Он как будто специально выискивал нарушения устава - важные и самые мелкие - и карал неукоснительно как начальника дивизии, так и рядового. За важное нарушение караульной службы или хозяйственный беспорядок и за 'неправильный поворот солдатского каблука'; за пропущенный пункт в смотровом приказе начальника артиллерии и за 'неуставную длину шерсти' на папахе... В обстановке после мукденских настроений и в преддверии новых потрясений первой революции - такой ригоризм был особенно тягостен и опасен.
Скугаревский знал хорошо, как к нему относятся войска и по той атмосфере страха и отчужденности, которая сопутствовала его объездам, и по рассказам близких ему лиц.
Я ехал в корпус в вагоне, битком набитом офицерами. Разговор между ними шел исключительно на злобу дня - о новом корпусном командире. Меня поразило то единодушное возмущение, с которым относились к нему. Тут же в вагоне сидела средних лет сестра милосердия. Она как-то менялась в лице, потом, заплакав, выбежала на площадку. В вагоне водворилось конфузливое молчание... Оказалось, что это была жена Скугаревского.
В штабе царило особенно тягостное настроение, в особенности во время общего с командиром обеда, участие в котором было обязательно. По установившемуся этикету только тот, с кем беседовал командир корпуса, мог говорить полным голосом, прочие говорили вполголоса. За столом было тоскливо, пища не шла в горло. Выговоры сыпались и за обедом.

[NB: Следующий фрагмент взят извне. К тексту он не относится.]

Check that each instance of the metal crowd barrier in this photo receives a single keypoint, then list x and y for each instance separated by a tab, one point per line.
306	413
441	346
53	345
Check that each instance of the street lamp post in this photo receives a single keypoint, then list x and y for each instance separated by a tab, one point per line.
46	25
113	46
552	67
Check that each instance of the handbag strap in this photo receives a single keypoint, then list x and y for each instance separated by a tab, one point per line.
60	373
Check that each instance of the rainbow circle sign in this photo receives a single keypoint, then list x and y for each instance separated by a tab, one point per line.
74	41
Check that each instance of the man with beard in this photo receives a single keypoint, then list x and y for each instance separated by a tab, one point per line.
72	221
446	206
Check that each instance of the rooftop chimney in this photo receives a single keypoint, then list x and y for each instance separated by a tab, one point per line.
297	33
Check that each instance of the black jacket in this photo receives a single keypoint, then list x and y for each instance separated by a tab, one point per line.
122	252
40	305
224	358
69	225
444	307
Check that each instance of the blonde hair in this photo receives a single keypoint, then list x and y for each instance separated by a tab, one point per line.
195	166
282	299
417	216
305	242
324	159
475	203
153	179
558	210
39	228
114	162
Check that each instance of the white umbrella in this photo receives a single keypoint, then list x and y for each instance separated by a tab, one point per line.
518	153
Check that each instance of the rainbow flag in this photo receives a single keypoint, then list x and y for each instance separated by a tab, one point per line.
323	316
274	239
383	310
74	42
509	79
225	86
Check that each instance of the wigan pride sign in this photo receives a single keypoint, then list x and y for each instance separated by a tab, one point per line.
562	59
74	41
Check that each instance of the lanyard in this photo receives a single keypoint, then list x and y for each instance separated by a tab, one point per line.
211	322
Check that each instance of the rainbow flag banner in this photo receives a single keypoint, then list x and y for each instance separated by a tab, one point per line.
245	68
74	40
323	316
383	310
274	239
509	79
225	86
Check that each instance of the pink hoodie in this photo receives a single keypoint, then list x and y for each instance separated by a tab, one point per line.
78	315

{220} Однажды капитан генерального штаба Толкушкин, во время обеда доведенный до истерики разносом Скугаревского, выскочил из фанзы, и через тонкую стену мы слышали, как кто-то его успокаивал, а он кричал:
- Пустите, я убью его!
В столовой водворилась мертвая тишина. Все невольно взглянули на Скугаревского. Ни один мускул не дрогнул в его лице.
Он продолжал начатый раньше разговор.
Как-то раз командир корпуса обратился ко мне:
- Отчего вы, полковник, никогда не поделитесь с нами своими боевыми впечатлениями? Вы были в таком интересном отряде... Скажите, что из себя представляет ген. Мищенко?
- Слушаю.
И начал:
- Есть начальник и начальник. За одним войска пойдут, куда угодно, за другим не пойдут. Один...
И провел параллель между Скугаревским, конечно не называя его, и Мищенкой. Скугаревский прослушал совершенно спокойно и даже с видимым любопытством и, в заключение, поблагодарил меня 'за интересный доклад'.